By James Bailie, Australian National University
Suppose you and your friend each read a book on a difficult subject. You think your book is harder than your friend’s, but your friend thinks the opposite. How can you work out which one is more complex? Perhaps you could count up how many different words appear in each book and say the book with the largest number of different words is more complex. Or maybe you could try to make the book shorter, without losing any information. Then the book that can be made the shortest is the least complex.
But doing that sounds really tricky. Instead, why not get a computer to do it? There are computer programs, called compressors, that can make digital files smaller without losing information. This is what you do when you make a .zip file. Now, imagine you had the best compressor ever. It takes any file and outputs the smallest possible .zip of that file. To compare the difficulty of the your two books, you could run this compressor on the two books and say that the book with the biggest .zip would be the most complex.
This idea is called Kolmogorov complexity, which is named after the prolific Russian mathematician Andrey Kolmogorov. There is a huge range of applications of Kolmogorov complexity through maths, physics, biology and computer science. In particular, it is very useful in Artificial Intelligence. A robot often needs to learn about its environment so it can make the right decisions and actions. However, because of chance and randomness, this can often be very difficult. Sometimes the robot does the same action and gets different results. How does the robot work out how the world works? A good principle would be to choose the simplest model that explains all the things the robot has seen. How do you decide which is the simplest explanation? Well, it’s the one with the smallest Kolmogorov complexity!

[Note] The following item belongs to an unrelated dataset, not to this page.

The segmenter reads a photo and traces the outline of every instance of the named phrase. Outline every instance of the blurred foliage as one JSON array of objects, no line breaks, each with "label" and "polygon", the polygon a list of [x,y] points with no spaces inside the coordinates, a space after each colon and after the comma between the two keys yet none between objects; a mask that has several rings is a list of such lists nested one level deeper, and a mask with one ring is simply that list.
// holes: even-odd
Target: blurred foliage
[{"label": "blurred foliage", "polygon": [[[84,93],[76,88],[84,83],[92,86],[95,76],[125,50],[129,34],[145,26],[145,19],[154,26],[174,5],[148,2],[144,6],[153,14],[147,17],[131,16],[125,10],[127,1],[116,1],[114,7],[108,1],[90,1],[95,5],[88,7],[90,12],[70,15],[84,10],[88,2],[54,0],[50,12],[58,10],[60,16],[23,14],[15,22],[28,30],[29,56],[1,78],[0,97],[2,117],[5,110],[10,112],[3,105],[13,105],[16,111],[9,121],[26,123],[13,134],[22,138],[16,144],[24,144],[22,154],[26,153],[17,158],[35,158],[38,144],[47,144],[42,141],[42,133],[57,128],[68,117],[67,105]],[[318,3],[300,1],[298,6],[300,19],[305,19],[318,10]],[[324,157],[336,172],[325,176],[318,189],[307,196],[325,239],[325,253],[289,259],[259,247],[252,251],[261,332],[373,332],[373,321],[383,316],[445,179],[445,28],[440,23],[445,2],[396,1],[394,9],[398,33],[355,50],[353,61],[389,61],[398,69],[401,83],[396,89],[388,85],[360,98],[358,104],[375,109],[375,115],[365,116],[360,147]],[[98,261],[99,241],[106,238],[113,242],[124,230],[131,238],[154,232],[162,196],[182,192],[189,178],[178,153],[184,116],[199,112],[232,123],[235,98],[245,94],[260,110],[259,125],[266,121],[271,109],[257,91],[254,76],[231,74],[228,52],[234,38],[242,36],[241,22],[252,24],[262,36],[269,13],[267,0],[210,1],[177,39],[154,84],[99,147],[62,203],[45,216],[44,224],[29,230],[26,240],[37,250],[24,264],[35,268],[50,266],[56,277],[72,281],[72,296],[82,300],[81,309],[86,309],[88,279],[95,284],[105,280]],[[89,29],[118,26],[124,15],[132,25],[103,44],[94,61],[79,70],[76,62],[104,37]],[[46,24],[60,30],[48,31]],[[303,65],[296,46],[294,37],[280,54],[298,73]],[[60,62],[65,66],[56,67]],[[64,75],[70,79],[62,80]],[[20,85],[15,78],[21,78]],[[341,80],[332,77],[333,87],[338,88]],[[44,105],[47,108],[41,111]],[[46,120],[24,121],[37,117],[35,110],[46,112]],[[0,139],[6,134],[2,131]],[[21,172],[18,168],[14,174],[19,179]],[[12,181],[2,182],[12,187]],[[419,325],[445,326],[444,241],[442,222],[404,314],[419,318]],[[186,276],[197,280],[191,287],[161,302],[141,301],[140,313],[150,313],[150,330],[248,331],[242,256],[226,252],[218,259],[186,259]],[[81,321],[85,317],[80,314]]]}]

The only problem with Kolmogorov complexity (and it’s a big problem) is that it is incomputable. That means it has been mathematically proven that the best possible compressor cannot possibly exist! There is actually no way to work out the size of the smallest .zip of a file, in general.
Despite this major drawback, Kolmogorov complexity is an extremely powerful idea. If you want to read more about it, try Li and Vitanyi’s book An Introduction to Kolmogorov Complexity and Its Applications. If you’re intrigued by the concept that certain computer programs cannot exist, then google the ‘halting problem’.